In realtà questo tracciamento serve per dare qualche pubblicità un po’ più interessante, non è un’invasione effettiva della privacy, non è attiva. Esempio banale: io oggi posso sapere che il tal gruppo di utenti anonimi — non mi interessa sapere chi sono, mi interessa che sia quel gruppo di utenti identificati da un codice – è interessato a cercare una vacanza in riviera romagnola, piuttosto che una settimana alle Maldive o ai Caraibi. Quindi da questo punto di vista mi è utile, se sono un albergatore della Riviera, far vedere la mia offerta pubblicitaria a qualcuno che è interessato alla riviera romagnola.

E.P. 🎙: Mi verrebbe da dire anche a chi è interessato ad andare in riviera romagnola. Forse è meglio che gli arrivi la pubblicità della riviera romagnola piuttosto che quella dei Caraibi.
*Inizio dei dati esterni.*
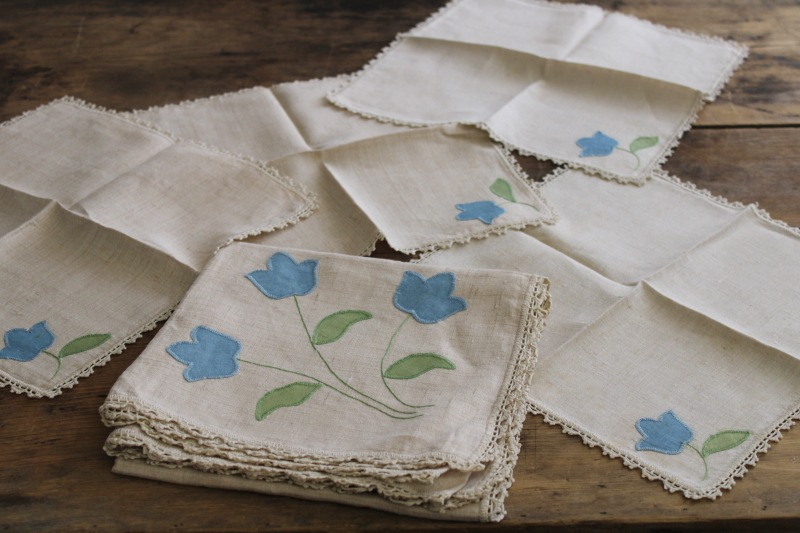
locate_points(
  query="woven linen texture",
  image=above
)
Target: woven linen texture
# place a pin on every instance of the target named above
(546, 79)
(105, 221)
(669, 300)
(371, 178)
(441, 443)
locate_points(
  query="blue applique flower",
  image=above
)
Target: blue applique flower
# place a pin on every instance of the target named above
(285, 277)
(210, 355)
(598, 144)
(428, 301)
(669, 434)
(25, 344)
(485, 211)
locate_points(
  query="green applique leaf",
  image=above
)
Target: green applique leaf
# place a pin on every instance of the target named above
(290, 395)
(502, 189)
(332, 327)
(417, 364)
(643, 142)
(724, 440)
(83, 344)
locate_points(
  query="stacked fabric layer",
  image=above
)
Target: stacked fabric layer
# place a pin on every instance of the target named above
(353, 380)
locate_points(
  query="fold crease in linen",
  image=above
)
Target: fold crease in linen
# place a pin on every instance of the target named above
(666, 299)
(485, 63)
(105, 221)
(455, 459)
(370, 177)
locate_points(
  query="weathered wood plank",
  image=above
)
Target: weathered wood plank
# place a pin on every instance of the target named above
(54, 475)
(128, 55)
(125, 55)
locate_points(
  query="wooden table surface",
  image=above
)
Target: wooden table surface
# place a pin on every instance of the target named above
(126, 55)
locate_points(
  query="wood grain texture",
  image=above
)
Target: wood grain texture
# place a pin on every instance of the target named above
(125, 55)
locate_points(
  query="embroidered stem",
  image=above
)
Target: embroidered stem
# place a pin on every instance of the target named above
(343, 382)
(638, 161)
(58, 360)
(701, 457)
(383, 362)
(331, 387)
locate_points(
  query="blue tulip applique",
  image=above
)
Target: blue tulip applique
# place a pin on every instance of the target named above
(600, 144)
(26, 344)
(670, 435)
(429, 301)
(209, 355)
(286, 277)
(487, 210)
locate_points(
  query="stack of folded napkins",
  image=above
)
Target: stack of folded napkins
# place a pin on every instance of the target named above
(330, 377)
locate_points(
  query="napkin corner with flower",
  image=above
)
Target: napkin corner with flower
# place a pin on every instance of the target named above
(339, 378)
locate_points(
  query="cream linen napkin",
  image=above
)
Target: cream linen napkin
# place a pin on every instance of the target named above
(104, 223)
(600, 91)
(337, 378)
(422, 189)
(673, 341)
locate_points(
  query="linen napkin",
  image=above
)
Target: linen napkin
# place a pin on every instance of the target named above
(421, 189)
(337, 378)
(600, 91)
(104, 223)
(672, 342)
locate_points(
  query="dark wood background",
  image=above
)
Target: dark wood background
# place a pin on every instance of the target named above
(126, 55)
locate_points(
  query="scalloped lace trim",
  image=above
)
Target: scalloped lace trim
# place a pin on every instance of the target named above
(18, 387)
(308, 198)
(287, 183)
(218, 453)
(639, 178)
(671, 483)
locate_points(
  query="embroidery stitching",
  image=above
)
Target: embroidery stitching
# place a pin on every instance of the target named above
(670, 435)
(26, 344)
(210, 354)
(429, 301)
(600, 144)
(487, 210)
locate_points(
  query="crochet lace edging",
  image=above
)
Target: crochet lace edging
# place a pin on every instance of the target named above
(639, 178)
(653, 473)
(18, 387)
(192, 102)
(308, 198)
(217, 453)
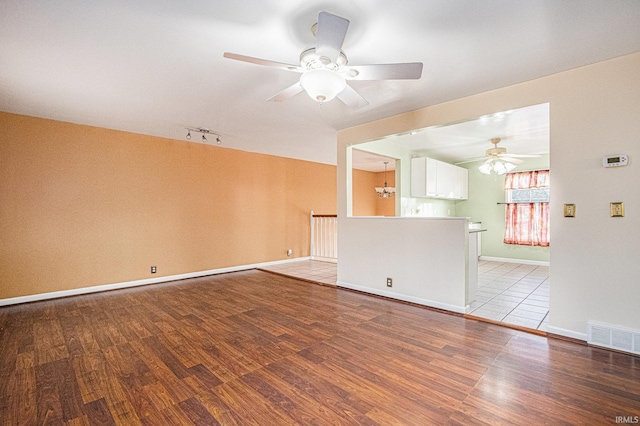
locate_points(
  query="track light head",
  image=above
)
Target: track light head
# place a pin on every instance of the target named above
(204, 132)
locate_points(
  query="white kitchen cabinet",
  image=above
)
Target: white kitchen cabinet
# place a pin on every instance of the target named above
(437, 179)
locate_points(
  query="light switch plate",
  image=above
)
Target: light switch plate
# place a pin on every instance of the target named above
(569, 210)
(617, 209)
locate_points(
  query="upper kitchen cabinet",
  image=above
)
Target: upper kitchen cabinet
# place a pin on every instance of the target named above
(437, 179)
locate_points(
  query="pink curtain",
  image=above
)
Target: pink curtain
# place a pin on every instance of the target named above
(527, 223)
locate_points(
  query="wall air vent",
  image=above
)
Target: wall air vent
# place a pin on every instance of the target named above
(614, 337)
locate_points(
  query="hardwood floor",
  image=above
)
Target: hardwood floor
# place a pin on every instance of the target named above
(256, 348)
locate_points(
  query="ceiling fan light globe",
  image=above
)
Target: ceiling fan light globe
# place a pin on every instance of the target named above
(485, 168)
(322, 85)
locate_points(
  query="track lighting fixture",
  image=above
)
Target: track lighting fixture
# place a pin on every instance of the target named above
(204, 132)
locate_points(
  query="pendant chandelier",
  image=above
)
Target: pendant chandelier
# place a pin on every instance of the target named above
(385, 191)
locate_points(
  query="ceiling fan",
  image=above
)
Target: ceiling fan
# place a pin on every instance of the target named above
(325, 68)
(498, 160)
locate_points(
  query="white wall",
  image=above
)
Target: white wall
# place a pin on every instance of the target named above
(594, 111)
(425, 257)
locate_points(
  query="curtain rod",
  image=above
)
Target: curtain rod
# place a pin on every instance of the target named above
(526, 202)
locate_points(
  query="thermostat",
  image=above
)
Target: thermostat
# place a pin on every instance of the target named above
(615, 160)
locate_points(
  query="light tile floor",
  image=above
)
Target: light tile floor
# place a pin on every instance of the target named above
(512, 293)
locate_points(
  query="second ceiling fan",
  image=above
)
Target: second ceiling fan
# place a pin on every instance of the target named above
(325, 68)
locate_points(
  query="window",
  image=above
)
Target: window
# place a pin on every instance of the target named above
(527, 212)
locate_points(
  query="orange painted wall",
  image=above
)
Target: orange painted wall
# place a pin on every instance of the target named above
(365, 199)
(82, 206)
(385, 206)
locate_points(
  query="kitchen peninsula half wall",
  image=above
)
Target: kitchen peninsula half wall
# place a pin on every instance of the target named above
(426, 259)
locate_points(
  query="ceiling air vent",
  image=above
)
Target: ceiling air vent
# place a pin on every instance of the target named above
(614, 337)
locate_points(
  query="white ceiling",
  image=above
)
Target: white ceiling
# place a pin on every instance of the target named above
(521, 131)
(155, 67)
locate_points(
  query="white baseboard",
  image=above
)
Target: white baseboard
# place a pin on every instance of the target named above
(405, 298)
(136, 283)
(510, 260)
(567, 333)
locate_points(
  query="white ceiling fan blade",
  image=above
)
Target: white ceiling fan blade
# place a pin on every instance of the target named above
(330, 35)
(406, 71)
(351, 98)
(264, 62)
(473, 160)
(521, 155)
(287, 93)
(511, 160)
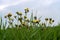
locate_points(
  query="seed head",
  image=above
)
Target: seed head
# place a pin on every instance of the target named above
(26, 10)
(9, 15)
(46, 19)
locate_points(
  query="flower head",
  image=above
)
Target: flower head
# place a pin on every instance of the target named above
(27, 20)
(23, 23)
(46, 19)
(15, 16)
(50, 19)
(9, 15)
(5, 16)
(35, 17)
(25, 17)
(26, 10)
(36, 21)
(19, 13)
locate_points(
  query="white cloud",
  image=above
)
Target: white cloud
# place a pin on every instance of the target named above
(7, 3)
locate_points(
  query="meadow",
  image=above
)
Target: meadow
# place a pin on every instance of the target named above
(28, 29)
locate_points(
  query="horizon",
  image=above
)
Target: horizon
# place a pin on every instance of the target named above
(45, 8)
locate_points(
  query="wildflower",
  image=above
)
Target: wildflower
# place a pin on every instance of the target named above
(25, 17)
(23, 23)
(43, 24)
(19, 13)
(36, 21)
(26, 10)
(16, 25)
(46, 19)
(35, 17)
(52, 20)
(19, 18)
(5, 16)
(9, 15)
(15, 16)
(27, 20)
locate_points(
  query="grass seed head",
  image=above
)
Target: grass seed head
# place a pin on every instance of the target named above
(46, 19)
(26, 10)
(9, 15)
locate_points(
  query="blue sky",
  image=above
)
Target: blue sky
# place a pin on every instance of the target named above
(45, 8)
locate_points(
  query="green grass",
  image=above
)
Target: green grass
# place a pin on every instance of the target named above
(48, 33)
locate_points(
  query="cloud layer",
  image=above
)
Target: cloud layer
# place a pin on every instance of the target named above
(45, 8)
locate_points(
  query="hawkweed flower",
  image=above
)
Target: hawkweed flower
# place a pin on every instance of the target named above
(50, 19)
(5, 16)
(19, 13)
(43, 24)
(15, 16)
(23, 23)
(26, 10)
(27, 20)
(25, 17)
(20, 19)
(9, 15)
(37, 21)
(46, 19)
(35, 17)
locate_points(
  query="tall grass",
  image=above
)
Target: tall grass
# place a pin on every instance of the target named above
(48, 33)
(26, 32)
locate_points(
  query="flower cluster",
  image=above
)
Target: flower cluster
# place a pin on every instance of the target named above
(25, 21)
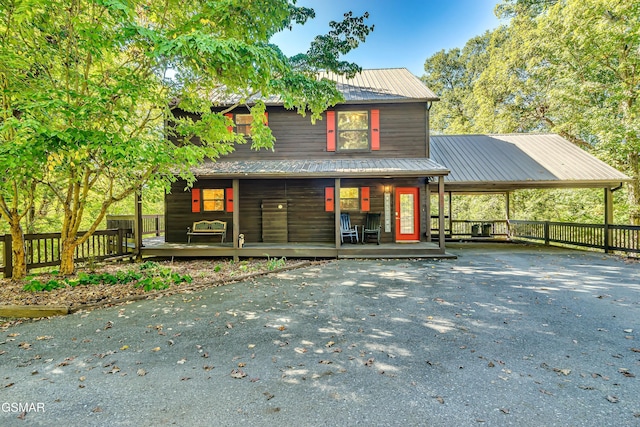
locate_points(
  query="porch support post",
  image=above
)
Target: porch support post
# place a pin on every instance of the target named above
(137, 224)
(450, 214)
(608, 217)
(507, 204)
(428, 131)
(427, 206)
(441, 212)
(336, 209)
(236, 217)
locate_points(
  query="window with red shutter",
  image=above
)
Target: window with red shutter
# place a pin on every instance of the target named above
(229, 199)
(195, 200)
(375, 130)
(331, 131)
(329, 203)
(365, 204)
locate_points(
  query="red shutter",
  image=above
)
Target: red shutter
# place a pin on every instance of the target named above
(375, 129)
(364, 199)
(328, 199)
(331, 131)
(195, 200)
(230, 117)
(228, 192)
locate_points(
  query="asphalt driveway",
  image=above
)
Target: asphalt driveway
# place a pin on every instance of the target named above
(504, 335)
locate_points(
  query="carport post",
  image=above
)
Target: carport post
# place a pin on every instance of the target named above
(236, 218)
(441, 212)
(608, 217)
(336, 209)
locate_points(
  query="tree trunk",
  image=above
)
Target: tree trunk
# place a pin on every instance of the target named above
(67, 252)
(18, 252)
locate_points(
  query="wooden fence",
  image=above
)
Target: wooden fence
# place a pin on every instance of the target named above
(609, 238)
(151, 224)
(43, 250)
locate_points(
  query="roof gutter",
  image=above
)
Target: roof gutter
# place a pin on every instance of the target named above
(617, 188)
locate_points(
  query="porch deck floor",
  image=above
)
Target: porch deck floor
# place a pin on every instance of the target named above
(158, 247)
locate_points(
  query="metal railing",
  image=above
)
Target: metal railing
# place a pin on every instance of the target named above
(43, 249)
(151, 224)
(471, 228)
(609, 238)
N.S. 🎙: Esatto, questo è l’elemento fondante. Quello che accadrà è che l’utente stesso che oggi cerca più privacy, riceverà un servizio peggiore. Quindi quando cominceremo a navigare anche sul sito del Sole 24 Ore o di Radio 24, vedremo una pubblicità di qualche tipo che sarà totalmente randomica e non basata su una percezione, per quanto blanda anche approssimativa, di cosa può interessarmi, ad esempio il fatto che io sia un uomo o una donna. Da questo punto di vista riceveremo pubblicità meno precisa: c’è una corrente di pensiero molto diffuso che diceva che la pubblicità deve cercare di non darti fastidio e, se è fuori target — cioè se è fuori dai miei interessi – mi dà molto fastidio. E quella interessante a volte già mi infastidisce.
L’altro problema è che l’editore vive di pubblicità: i giornalisti vengono pagati dalla pubblicità, è un’industria che produce contenuti di qualità grazie a degli sponsor. Qual è il discorso: su internet non c’è il limite della radio o della carta stampata in termini di secondi o numero di battute da rispettare, all’interno dei siti può essere messa tanta pubblicità, troppa, e di qui il problema.
Se io so che sto andando su un gruppo di persone interessate alla mia vacanza in riviera, posso spendere un pochino di più perché l’editore mi dà la possibilità di avvicinarmi a quelli maggiormente interessati; se invece io dovessi andare su tutti, chiunque, anche gente che in questo momento è in vacanza da un’altra parte e quindi non può venire nel mio albergo in riviera, spenderò moltissimo perché devo andare su un pubblico molto più ampio — quella che viene chiamata dai pubblicitari la “reach” — e disperderò il 99% di quello che sto facendo. Quindi, da un punto di vista squisitamente professionale, sto inquinando perché alla fine utilizzo più risorse di quelle che dovrei perché sto sparando un sacco di cartucce nell’aria sperando di beccare la persona giusta che, intanto, è da un’altra parte.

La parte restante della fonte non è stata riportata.